Francesca Bertini – La Regina del Cinematografo

Francesca Bertini - La Regina del Cinematografo, a cura di Maria Teresa Antolin, Archivio In Penombra 2026

(Correva l’anno 2016, breve colloquio con me stessa)

— Cosa dici che vuoi fare? Un libro su Francesca Bertini?

— Esatto.

— Ti rendi conto che Francesca Bertini è una perfetta sconosciuta per la stragrande maggioranza delle nuove generazioni di “cinefiles”?

— Mi rendo perfettamente conto, ecco il motivo per pubblicare questo libro.

— E come pensi di attirare l’attenzione sulla vita e miracoli di una ormai pallida e semi-dimenticata stella del cinema?

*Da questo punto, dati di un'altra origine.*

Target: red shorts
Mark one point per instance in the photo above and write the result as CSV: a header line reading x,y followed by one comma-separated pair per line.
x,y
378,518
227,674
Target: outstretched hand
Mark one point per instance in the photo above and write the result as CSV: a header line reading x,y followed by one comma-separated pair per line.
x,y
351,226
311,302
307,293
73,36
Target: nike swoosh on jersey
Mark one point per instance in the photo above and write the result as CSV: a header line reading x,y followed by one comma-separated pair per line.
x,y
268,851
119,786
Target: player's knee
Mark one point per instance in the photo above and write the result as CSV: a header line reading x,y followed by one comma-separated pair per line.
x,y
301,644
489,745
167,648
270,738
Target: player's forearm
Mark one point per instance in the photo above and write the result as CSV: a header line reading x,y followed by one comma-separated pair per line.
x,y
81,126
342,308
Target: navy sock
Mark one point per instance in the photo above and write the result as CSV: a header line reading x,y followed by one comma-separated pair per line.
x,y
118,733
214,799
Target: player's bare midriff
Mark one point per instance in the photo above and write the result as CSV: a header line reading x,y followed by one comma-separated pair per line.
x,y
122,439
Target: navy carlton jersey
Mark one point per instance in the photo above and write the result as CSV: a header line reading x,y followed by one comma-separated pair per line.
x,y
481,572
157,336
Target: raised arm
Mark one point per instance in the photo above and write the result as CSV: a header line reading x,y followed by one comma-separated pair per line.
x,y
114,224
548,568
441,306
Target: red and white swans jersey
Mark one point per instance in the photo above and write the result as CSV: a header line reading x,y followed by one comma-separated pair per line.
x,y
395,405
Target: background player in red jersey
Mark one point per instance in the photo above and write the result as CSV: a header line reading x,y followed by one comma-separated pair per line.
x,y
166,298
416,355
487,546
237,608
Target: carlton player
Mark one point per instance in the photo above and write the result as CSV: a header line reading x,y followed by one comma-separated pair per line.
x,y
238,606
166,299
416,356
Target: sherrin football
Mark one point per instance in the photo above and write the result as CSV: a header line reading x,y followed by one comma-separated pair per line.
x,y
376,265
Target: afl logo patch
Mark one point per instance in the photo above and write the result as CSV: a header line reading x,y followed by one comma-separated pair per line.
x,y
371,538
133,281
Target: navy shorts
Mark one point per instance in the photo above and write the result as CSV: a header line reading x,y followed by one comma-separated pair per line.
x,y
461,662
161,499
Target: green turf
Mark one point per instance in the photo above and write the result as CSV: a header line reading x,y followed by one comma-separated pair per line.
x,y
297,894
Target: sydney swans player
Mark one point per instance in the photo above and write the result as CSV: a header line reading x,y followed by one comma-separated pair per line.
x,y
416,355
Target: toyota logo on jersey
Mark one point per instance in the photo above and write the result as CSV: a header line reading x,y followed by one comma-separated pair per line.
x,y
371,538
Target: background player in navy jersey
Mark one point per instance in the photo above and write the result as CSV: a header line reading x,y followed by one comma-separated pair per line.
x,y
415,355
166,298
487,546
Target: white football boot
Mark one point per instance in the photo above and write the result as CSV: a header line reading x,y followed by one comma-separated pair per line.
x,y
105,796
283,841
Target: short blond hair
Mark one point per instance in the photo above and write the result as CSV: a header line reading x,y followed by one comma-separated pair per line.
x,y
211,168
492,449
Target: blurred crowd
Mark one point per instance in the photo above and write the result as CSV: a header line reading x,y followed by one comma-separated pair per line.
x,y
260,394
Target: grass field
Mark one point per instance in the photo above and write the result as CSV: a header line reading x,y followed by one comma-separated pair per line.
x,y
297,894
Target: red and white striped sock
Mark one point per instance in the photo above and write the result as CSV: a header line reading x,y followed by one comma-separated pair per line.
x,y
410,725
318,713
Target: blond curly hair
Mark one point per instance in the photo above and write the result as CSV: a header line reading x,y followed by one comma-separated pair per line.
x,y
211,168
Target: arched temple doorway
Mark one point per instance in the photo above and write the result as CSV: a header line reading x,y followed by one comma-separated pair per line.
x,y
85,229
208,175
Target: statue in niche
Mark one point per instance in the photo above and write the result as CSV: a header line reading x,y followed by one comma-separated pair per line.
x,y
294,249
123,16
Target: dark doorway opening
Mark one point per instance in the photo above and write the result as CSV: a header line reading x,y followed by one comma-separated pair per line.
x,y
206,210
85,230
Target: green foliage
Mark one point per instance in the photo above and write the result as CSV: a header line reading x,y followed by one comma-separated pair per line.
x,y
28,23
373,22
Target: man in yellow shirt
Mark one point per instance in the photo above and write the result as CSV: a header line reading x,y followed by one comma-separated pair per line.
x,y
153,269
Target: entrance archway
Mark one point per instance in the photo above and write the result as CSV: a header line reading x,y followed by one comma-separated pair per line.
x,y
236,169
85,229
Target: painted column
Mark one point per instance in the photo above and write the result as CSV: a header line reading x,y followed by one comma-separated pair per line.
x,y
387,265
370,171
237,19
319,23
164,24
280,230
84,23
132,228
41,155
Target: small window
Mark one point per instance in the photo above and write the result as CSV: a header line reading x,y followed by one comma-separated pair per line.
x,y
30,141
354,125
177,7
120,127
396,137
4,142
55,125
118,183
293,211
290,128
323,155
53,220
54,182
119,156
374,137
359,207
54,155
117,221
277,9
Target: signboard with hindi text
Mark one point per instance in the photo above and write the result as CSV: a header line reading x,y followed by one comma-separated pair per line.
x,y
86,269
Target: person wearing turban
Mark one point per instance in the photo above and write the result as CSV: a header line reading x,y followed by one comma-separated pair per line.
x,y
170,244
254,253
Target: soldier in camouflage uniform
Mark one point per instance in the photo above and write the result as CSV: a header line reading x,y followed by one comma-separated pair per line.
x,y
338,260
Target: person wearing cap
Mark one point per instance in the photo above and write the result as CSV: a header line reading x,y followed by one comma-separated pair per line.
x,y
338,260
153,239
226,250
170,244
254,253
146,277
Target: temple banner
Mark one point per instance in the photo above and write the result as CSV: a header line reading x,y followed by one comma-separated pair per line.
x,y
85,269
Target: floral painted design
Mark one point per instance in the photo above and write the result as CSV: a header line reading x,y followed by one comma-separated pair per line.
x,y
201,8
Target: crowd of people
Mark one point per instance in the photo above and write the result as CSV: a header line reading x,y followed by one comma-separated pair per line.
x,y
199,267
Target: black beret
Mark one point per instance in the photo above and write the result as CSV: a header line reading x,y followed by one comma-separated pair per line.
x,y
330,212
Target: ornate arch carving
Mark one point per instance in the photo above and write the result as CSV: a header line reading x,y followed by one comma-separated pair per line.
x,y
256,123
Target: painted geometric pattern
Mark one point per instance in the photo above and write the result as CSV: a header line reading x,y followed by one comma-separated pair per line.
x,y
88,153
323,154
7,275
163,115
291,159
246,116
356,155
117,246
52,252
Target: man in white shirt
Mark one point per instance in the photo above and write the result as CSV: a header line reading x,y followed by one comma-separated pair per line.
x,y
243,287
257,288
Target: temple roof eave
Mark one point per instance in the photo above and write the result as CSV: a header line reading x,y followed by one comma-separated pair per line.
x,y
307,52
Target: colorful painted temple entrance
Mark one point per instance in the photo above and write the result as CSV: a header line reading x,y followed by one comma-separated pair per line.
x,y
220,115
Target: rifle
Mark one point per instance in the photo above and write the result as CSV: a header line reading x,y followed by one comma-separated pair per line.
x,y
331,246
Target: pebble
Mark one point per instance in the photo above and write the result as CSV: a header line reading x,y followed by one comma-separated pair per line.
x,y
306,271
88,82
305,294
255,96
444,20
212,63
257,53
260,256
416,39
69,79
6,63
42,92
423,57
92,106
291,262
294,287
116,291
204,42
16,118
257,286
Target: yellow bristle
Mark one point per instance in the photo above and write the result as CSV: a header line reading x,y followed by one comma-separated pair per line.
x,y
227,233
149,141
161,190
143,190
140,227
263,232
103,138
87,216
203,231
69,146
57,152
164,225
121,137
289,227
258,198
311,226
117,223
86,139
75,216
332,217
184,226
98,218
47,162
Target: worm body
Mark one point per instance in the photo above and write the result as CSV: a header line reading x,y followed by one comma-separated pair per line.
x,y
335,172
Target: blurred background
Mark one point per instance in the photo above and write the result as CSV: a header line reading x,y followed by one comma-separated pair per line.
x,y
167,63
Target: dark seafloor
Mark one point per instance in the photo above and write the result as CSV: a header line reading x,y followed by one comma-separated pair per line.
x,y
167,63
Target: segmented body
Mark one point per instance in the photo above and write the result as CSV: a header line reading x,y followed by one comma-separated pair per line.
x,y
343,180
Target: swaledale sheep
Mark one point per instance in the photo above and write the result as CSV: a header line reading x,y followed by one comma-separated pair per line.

— Innanzitutto voglio che sia la storia a raccontare vita e miracoli di Francesca Bertini…

— Cioè?

— Visto che tutti i protagonisti sono scomparsi, gli unici testimoni possibili e credibili sono i documenti d’epoca. Credibili fino ad un certo punto, naturalmente…

— Su di lei sono stati pubblicati alcuni libri, direi molti, se facciamo un confronto con altri personaggi legati alla storia del cinema muto italiano.

— Segno più che evidente della persistenza di un mito.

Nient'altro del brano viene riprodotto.